Most ketamine studies examine the situation after one infusion of ketamine, but the clinical protocol requires at least one month of infusion, one infusion of ketamine every two weeks, and then ketamine maintenance treatment at longer intervals. After starting a series of treatments, the time between these intensive treatments largely depends on the patient’s response. McClure said that some studies have found that continuous ketamine treatment is necessary for sustained remission. He said: “This is not surprising, because we know that in order to prevent recurrence, continuous antidepressant treatment is necessary for patients with recurrent major depression.”
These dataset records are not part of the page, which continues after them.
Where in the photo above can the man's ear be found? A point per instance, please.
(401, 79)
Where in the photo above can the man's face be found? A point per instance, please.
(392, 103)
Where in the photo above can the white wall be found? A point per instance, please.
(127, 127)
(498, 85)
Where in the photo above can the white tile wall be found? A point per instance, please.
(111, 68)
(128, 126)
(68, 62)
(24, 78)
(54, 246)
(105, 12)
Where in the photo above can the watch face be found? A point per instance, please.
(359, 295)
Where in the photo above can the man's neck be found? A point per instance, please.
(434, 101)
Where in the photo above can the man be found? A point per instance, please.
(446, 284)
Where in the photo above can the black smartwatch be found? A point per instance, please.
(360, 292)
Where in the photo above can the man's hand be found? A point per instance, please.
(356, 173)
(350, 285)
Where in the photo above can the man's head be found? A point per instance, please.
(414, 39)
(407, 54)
But neurobiology is only part of the puzzle. Patients with depression may benefit from ketamine treatment at the same time or subsequent psychotherapy. Experienced people can help people understand this process and apply the newly acquired insights to their lives. Macmillan said: “After using ketamine, psychotherapy can use this window (enhancing neuroplasticity) to stimulate thinking changes.” Although reducing depression symptoms is the hope of many people, McClure warns. Change, even a good change, will bring pressure.

4. What’s next?

Like other drugs, ketamine can have a miraculous effect on some people, but it is useless for others (about 30% of people will not respond). And some people, like me, are somewhere in between. After 8 treatments, I cannot say that I am no longer depressed, but both my husband and the therapist said that they have noticed that my condition has improved, although I still have some doubts.
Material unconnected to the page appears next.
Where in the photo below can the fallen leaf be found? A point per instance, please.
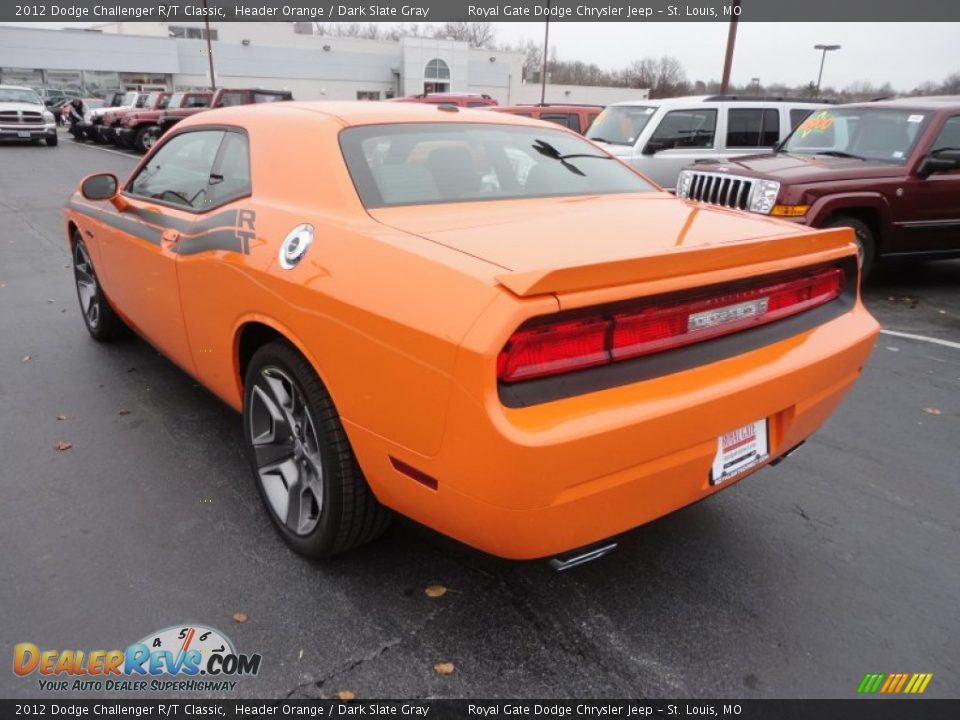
(435, 591)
Ketamine really gave me a new experience. I once saw singularities in space in my mind, saw the rotating mandala, felt the collapse of time, and felt the sensation of the boundary of my body disappearing. I felt a connection that transcended myself. I felt ecstatic. A deep and wide abyss of grief frightened me. Throughout the process, I always felt that I was about to be inspired.
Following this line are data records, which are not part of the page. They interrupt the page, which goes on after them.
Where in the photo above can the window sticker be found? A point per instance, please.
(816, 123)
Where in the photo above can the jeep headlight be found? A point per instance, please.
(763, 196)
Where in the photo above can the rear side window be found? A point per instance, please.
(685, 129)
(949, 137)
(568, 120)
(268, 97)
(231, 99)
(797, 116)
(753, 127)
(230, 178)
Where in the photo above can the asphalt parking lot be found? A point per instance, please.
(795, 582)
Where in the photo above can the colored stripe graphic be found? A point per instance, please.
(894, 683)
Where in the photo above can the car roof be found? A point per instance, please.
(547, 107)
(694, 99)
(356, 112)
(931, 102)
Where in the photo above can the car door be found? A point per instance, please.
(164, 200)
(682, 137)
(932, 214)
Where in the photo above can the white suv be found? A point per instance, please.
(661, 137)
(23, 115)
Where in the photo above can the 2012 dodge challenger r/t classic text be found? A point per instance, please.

But ketamine is not the end. Scientists like Montegia are busy mapping molecular pathways and the synaptic effects of many treatments, including psychedelics, transcranial magnetic stimulation and electroconvulsive therapy. Both Macmillan and McClure said that these treatments are also effective for many people, but the key is to find the right provider.

For Montegia, synaptic enhancement is a key factor. The more drugs or treatments scientists can find to evoke it, the more potential treatment options. When ketamine doesn’t work for people, Montegia said: “Maybe they have some kind of abnormal synapses in this pathway. Maybe they may produce another drug that triggers this enhancement through “another way”. Response. For many different reasons, the brain may not respond, so we must recognize this complexity. If we can see progress in treating these people, it will be a real benefit.”

I don’t know if my brain will reconnect, or if new synapses will degenerate over time. I know that I will never forget the changes ketamine brought to me. In Noonday Demon, Dr. Andrew Solomon, a professor of clinical psychology at Columbia University Medical Center, wrote: “In depression, you don’t think that you are wearing a gray veil. Observe the world through the haze of bad emotions. You just think that the veil of happiness has been taken away, and now you see it really.”

What I want to say is that if depression makes you think that everything you see is real, then ketamine will allow you to see everything possible, even for a short while.